The March of Dimes recently released the 2017 Premature Birth Report Cards for every state, revealing preterm birth rates have risen the second year in a row in Mississippi from 13 percent preterm births last year to 13.6 percent this year. Mississippi also ranked the worst among the 50 states for preterm births.
Does this really surprise us though? While abortion is legal in the United States, the erosion of access to abortion directly harms the health of women and children. The harsher the restrictions by state, the worse the outcomes in key benchmarks of child and maternal health. It is not just abortion that is the determinant of poor outcomes but restrictions in issues regarding women’s healthcare.

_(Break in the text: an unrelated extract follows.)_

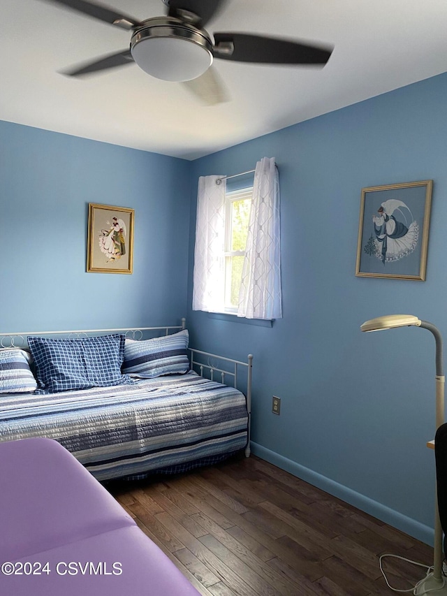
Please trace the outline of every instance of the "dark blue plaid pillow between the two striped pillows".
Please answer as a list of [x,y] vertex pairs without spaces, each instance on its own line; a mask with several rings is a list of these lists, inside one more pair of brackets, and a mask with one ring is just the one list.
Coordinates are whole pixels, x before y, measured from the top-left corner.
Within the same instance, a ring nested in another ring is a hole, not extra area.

According to 2015 census data, Mississippi is the poorest state in this country. About 22 percent of the population live in poverty and sadly, reproductive rights have taken a particularly tough hit. According to a report released in the summer by the Center for Reproductive Rights and Ibis Reproductive Health, there were about 400 abortion restrictions introduced nationwide since 2010 and in states like Mississippi with over a dozen restrictions, there are higher rates of child mortality compared to national averages.
“Among states with 10 or more abortion restrictions, we see higher rates of maternal mortality, pre-term births, and low birth weight infants as compared with the national average,” stated Terri-Ann Thompson, an associate at Ibis Reproductive Health, and one of the report’s authors.
The Governor of Mississippi, Phil Bryant, has been the biggest proponent of banning abortion in his state, solemnly vowing to end abortion in his state and subsequently signing a bill to defund Planned Parenthood. Mississippi currently has one clinic, the Jackson Women’s Health Organization, in the entire state that performs abortions and only one Planned Parenthood clinic. Women from across Mississippi travel between three to four hours to visit the Jackson clinic for their reproductive health needs.
Lack of access to abortions and defunding of facilities that provide family planning, contraception, and abortion services serve to keep women in poverty. Women living in poverty are the ones most likely to carry an unwanted pregnancy. Who are these women? Many of these mothers are alone, teenage age, unemployed, living in crowded or polluted environments. The consequences of poverty and pregnancy set the stage for the newborn to face lifelong disparities in health outcomes - premature birth being the first.
When we see the report from March of Dimes, I wonder how surprising it really is. More preterm babies, increased stays in intensive care units, increased maternal mortality, cognitive challenges are but a few of the outcomes when we impose restrictive reproductive legislation. In the end, we are really hurting the most vulnerable among us.